Chez lui la composition spatiale est omniprésente, sans doute influencée
par la peinture abstraite des années 20 et 30, notamment Piet Mondrian.
Elle est en fait proche de la définition que Walter Gropius a énoncée en
visitant à son tour dans les années 50 les constructions sacrées
japonaises :
« Tout fait appel à nos émotions parce que, là, pour une fois, la
conception architecturale a été étroitement liée à l’être humain, à son
style de vie et aux réalités de son existence ».
Ce pourrait être la définition de l’art de Yasuhiro Ishimoto.
On a peu idée en Occident de ce que fut le choc pour les Japonais de
ces séries sur la cité impériale de Katsura. Ils redécouvraient à la fois
leur passé et une ouverture à la modernité de l’art. Ces reportages faits
à trente-deux ans lorsqu’il visite en 1953 et pour la première fois la villa
impériale de Katsura dans le sud-ouest de Kyoto seront un acte
historique. L’espace du temple et du monde seront enfin unis en
harmonie, en prolongement.
Il aura été fondateur du développement de la photographie japonaise
d’après-guerre. Il avait su allier son respect l’existence vitale de la
tradition avec la modernité. L’imbrication de la tradition japonaise dans
l’architecture moderne fait de lui un photographe unique et essentiel.
L’homme à la fois du Bauhaus et des temples a su marier l’esthétique
japonaise et sa géométrie si particulière aux recherches de Mondrian.

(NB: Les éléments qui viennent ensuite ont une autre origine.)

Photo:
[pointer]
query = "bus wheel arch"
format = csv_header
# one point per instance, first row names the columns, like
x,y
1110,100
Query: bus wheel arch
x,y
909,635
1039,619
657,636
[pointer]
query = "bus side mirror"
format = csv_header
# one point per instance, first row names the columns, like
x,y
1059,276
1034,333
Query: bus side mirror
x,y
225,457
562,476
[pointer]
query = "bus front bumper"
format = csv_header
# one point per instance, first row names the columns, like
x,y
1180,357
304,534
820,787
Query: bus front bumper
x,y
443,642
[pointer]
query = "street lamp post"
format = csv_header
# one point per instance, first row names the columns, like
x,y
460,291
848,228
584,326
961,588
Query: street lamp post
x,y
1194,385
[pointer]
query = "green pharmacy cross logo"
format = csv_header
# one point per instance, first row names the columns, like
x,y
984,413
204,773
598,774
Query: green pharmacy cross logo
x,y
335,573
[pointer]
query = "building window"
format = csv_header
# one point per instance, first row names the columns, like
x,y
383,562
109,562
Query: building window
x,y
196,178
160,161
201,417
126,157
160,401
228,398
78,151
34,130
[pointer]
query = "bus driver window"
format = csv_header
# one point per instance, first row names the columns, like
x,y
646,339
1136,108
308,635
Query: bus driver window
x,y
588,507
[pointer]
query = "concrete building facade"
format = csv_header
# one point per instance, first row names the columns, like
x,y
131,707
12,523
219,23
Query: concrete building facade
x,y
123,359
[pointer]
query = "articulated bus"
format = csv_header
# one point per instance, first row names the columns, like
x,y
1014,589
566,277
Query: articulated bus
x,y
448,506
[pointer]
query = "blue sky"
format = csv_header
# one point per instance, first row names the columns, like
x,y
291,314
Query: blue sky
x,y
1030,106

Pendant plus d’un demi-siècle, ce sont ses images qui ont façonné
l’imaginaire photographique japonais. Ce lien entre la plus moderne des
architectures et la plus profonde des traditions a défini la culture au
Japon dans les années 1960.
Les autoportraits des années 30 le montrent patient et ouvert dans les
rues, pour en saisir le mystère et apprivoiser ses modèles.
Le trait d’union entre toutes ses images est la douceur de son regard, le
plus souvent sans colère, qu’il porte au monde, sa « zénitude », son
empathie, et sa notion du temps non cyclique : cala a été, cela ne sera
plus.
Entre le nouveau Bauhaus découvert aux USA et l’art traditionnel pictural
japonais du sabi et du kirei-sabi, de la représentation de la beauté
mélancolique autant de la clarté des formes, l’art de Yasuhiro Ishimoto
s’est formé, développé, épanoui.
Ses personnages dans les rues sont souvent quasiment plaqués sur les
bâtiments, comme des affiches, ou de simples nombres dans la cité.
Et puis la fragilité des choses l’obsède, nuages, fleurs, objets que l’on
jette.
Un de ses plus beaux livres s’intitule « Spaces, Spirits » (Espace et
Esprits).
Cela définit bien l’art d’Ishimoto qui a su restituer l’espace et ses
mystères, les esprits et le spirituel.